MIGRATION OF THE ARCHED HARP INTO MESOPOTAMIA

As well as in ancient Egypt, a more angular version of the archaic arched harp was also played in ancient Mesopotamia. The photograph above depicts an ancient Babylonian arched harp, in use throughout ancient Mesopotamia from c. 1900 BCE:
 

 




































MIGRATION OF THE ARCHED HARP INTO ANCIENT GREECE

A similar angular arched harp was also played in ancient Greece, where it was known as the Epigonion:

 

 

 


THE ANCIENT GREEK SAMBYKE 


There existed a form of ancient Greek arched harp, almost indentical to the portable shoulder harp of the New Kingdom of ancient Egypt & again, strikingly similar to the Ugandan Adungu, still played today!). This instrument was called the Sambyké (sometimes spelt "Sambuca"):

 

 



Below is an illustration of the sambyké being played - from an illustration found in an article by Martha Maas: "On the Shape of the Ancient Greek Lyre", The Galpin Society Journal, Vol. 27 (May, 1974):
 

 


The similarity in both appearance & construction (a skin membrane over a resonator into which the strings enter directly, attached to a horizontal piece of wood beneath the skin soundboard) is astounding! 

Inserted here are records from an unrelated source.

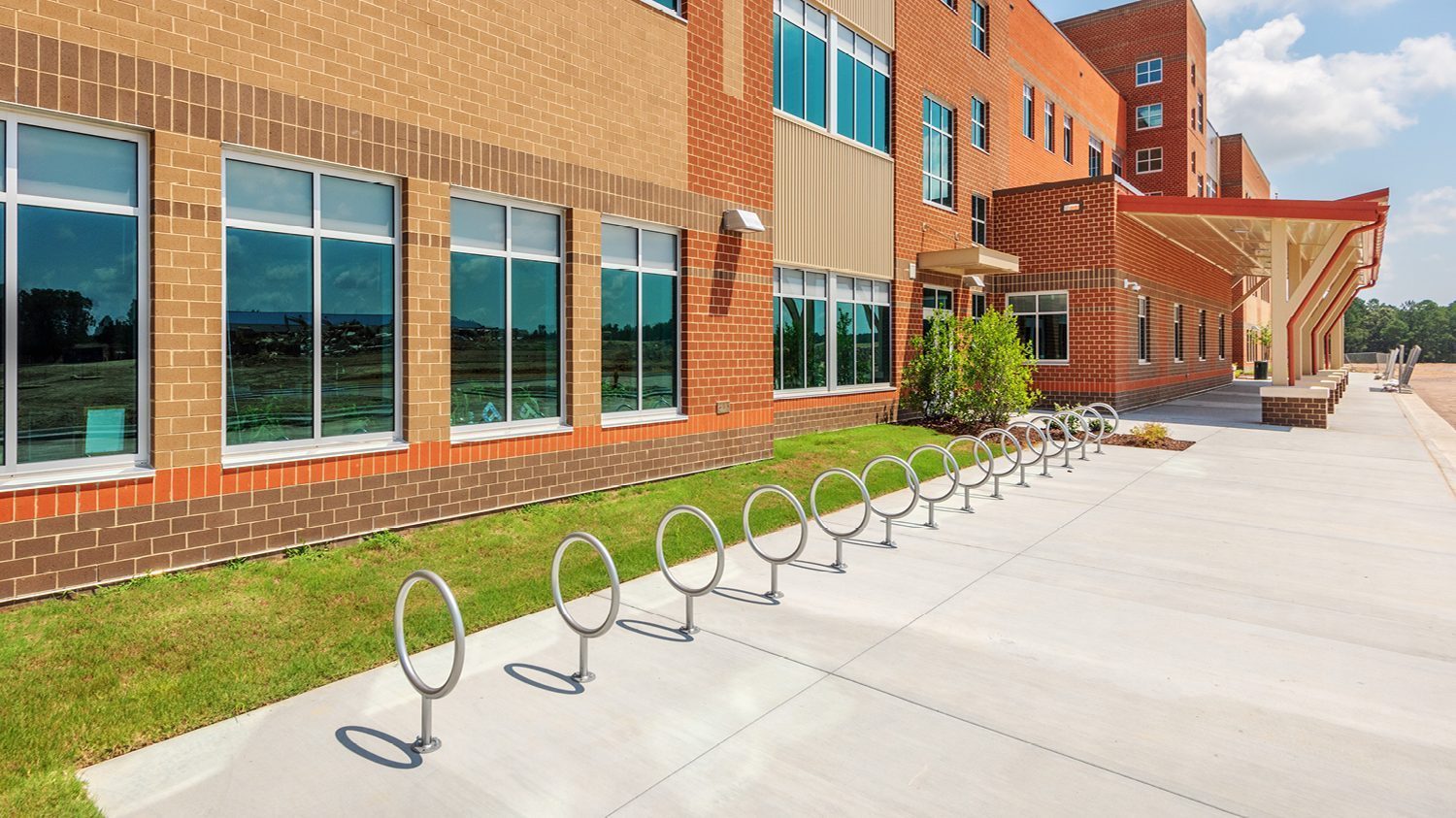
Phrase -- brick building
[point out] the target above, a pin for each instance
(294, 274)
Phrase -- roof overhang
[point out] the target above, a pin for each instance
(969, 261)
(1235, 235)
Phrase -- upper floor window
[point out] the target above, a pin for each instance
(935, 300)
(980, 124)
(1048, 125)
(1150, 72)
(73, 232)
(640, 319)
(311, 273)
(1028, 111)
(980, 26)
(801, 60)
(940, 153)
(1149, 160)
(1150, 115)
(1042, 319)
(506, 311)
(862, 78)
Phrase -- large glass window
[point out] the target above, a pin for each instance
(640, 268)
(862, 81)
(980, 121)
(800, 329)
(1042, 319)
(938, 153)
(935, 300)
(311, 303)
(506, 316)
(1149, 115)
(980, 26)
(1150, 72)
(801, 60)
(72, 223)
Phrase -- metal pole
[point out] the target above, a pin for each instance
(582, 675)
(427, 741)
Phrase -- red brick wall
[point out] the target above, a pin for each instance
(1115, 40)
(1044, 57)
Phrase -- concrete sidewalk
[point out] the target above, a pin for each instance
(1261, 625)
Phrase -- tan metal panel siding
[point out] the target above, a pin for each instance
(876, 17)
(833, 203)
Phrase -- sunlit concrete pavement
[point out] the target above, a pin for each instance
(1263, 625)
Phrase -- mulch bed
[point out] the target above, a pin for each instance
(1139, 442)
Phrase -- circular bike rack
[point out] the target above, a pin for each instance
(584, 674)
(427, 741)
(667, 573)
(952, 471)
(1010, 466)
(747, 535)
(983, 463)
(914, 489)
(841, 536)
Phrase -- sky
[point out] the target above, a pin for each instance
(1339, 98)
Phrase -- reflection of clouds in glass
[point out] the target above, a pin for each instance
(90, 253)
(268, 273)
(261, 192)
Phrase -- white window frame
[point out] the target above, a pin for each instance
(1028, 111)
(925, 160)
(1152, 108)
(15, 474)
(646, 415)
(830, 338)
(317, 445)
(1036, 343)
(1144, 331)
(1147, 67)
(980, 125)
(466, 433)
(1048, 115)
(1147, 160)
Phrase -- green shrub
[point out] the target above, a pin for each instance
(970, 370)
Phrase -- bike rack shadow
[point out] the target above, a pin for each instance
(573, 687)
(740, 596)
(654, 631)
(410, 759)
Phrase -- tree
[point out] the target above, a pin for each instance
(970, 370)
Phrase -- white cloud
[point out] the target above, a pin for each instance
(1220, 9)
(1310, 108)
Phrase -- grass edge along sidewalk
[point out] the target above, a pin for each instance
(92, 677)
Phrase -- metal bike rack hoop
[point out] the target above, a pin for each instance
(584, 675)
(747, 535)
(427, 741)
(984, 465)
(818, 520)
(914, 494)
(667, 573)
(952, 471)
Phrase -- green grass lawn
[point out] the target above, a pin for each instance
(87, 678)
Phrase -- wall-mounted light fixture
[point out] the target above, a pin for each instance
(743, 221)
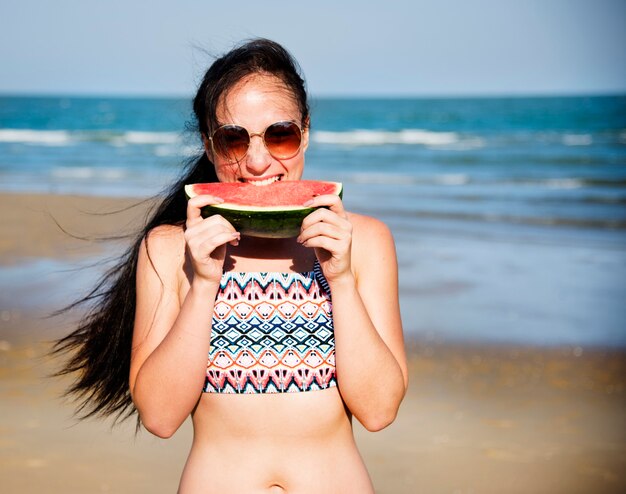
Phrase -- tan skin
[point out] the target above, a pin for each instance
(270, 443)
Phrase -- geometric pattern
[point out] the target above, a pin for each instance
(272, 333)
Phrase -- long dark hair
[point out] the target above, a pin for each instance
(99, 349)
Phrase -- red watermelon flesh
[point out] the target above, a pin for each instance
(289, 193)
(274, 210)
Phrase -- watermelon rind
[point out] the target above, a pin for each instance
(261, 221)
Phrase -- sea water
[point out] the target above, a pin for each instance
(509, 213)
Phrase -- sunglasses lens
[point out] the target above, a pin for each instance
(283, 139)
(231, 141)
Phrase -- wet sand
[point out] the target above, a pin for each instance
(476, 419)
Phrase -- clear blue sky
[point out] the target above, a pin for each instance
(346, 47)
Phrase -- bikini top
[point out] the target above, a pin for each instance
(272, 333)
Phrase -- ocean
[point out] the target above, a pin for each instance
(509, 213)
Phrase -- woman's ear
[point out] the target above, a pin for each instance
(207, 147)
(305, 133)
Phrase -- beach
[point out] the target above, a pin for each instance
(479, 417)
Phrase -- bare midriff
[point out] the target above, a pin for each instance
(296, 443)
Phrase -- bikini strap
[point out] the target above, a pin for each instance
(319, 276)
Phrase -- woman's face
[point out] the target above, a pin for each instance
(256, 103)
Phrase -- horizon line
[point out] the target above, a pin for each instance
(372, 96)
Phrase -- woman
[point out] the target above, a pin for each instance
(275, 417)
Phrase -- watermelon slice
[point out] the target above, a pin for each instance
(271, 211)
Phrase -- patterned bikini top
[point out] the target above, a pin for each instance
(272, 333)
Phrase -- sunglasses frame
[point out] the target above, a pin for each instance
(261, 135)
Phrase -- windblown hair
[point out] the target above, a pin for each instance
(99, 349)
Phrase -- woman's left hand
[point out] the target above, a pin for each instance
(329, 231)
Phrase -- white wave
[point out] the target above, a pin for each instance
(41, 137)
(136, 137)
(577, 139)
(564, 183)
(382, 137)
(86, 172)
(452, 179)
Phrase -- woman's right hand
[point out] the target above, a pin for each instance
(206, 239)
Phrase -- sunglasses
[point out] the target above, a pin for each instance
(281, 139)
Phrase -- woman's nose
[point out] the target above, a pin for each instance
(258, 159)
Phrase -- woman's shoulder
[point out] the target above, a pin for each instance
(368, 227)
(165, 244)
(370, 236)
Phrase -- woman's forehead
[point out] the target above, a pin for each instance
(258, 92)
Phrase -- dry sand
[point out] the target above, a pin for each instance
(475, 419)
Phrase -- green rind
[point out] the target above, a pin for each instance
(280, 223)
(268, 224)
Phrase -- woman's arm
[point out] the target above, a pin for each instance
(171, 339)
(361, 268)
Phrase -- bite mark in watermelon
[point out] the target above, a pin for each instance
(271, 211)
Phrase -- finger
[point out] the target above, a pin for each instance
(331, 245)
(323, 229)
(195, 205)
(326, 216)
(331, 201)
(202, 247)
(214, 221)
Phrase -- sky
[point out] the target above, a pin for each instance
(345, 47)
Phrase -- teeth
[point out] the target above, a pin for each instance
(267, 181)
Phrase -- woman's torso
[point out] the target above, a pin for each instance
(274, 420)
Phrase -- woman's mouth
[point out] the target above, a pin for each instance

An ancient Greek naval siege engine was probably also named the Sambuca, due to its striking similarity in appearance to this ancient Greek arched harp:


Ancient Greek Sambuket



DID THE ANCIENT ARCHED HARP MIGRATE AS FAR AS CHINA?

There is tantalizing evidence, that this angular version of the ancient arched harp may have migrated in antiquity, as far as China! (Special thanks again, to my YouTube Channel subscriber "Leftyseargent", for providing the following intriguing details).

 

The "phoenix-headed konghou", known in China since at least the 3rd Century BCE, is an almost exact copy of the Mesopotamian processional harp seen earlier above, with the sound box carried against the shoulder and the post parallel to the ground:
 

 

 
























 

 























Further details can be found at:

 

http://www1.chinaculture.org/gb/en_artqa/2003-09/24/content_39824.htm

 

Also, the "Shoo Kong Hou" is strikingly similar to the Mesopotamian Harp! During the Xi Han Dynasty (206 B.C. to 25 A.D.), it was brought along the Silk Road to Central China. It was shaped like a bow or triangle with 7, 15, 22, or 23 strings. The bottom of the sound box sat upon a short pole, and that pole was set on a square or round block. The musician plays the Kong Hou with two arms holding the instrument. The musician plucks the strings with thumbs and index fingers only. For further details, please visit:

 

http://www.joyuharp.com/konghou02.html

 

The ever-increasing evidence of ancient cross-cultural exchanges of musical ideas in antiquity is absolutely fascinating!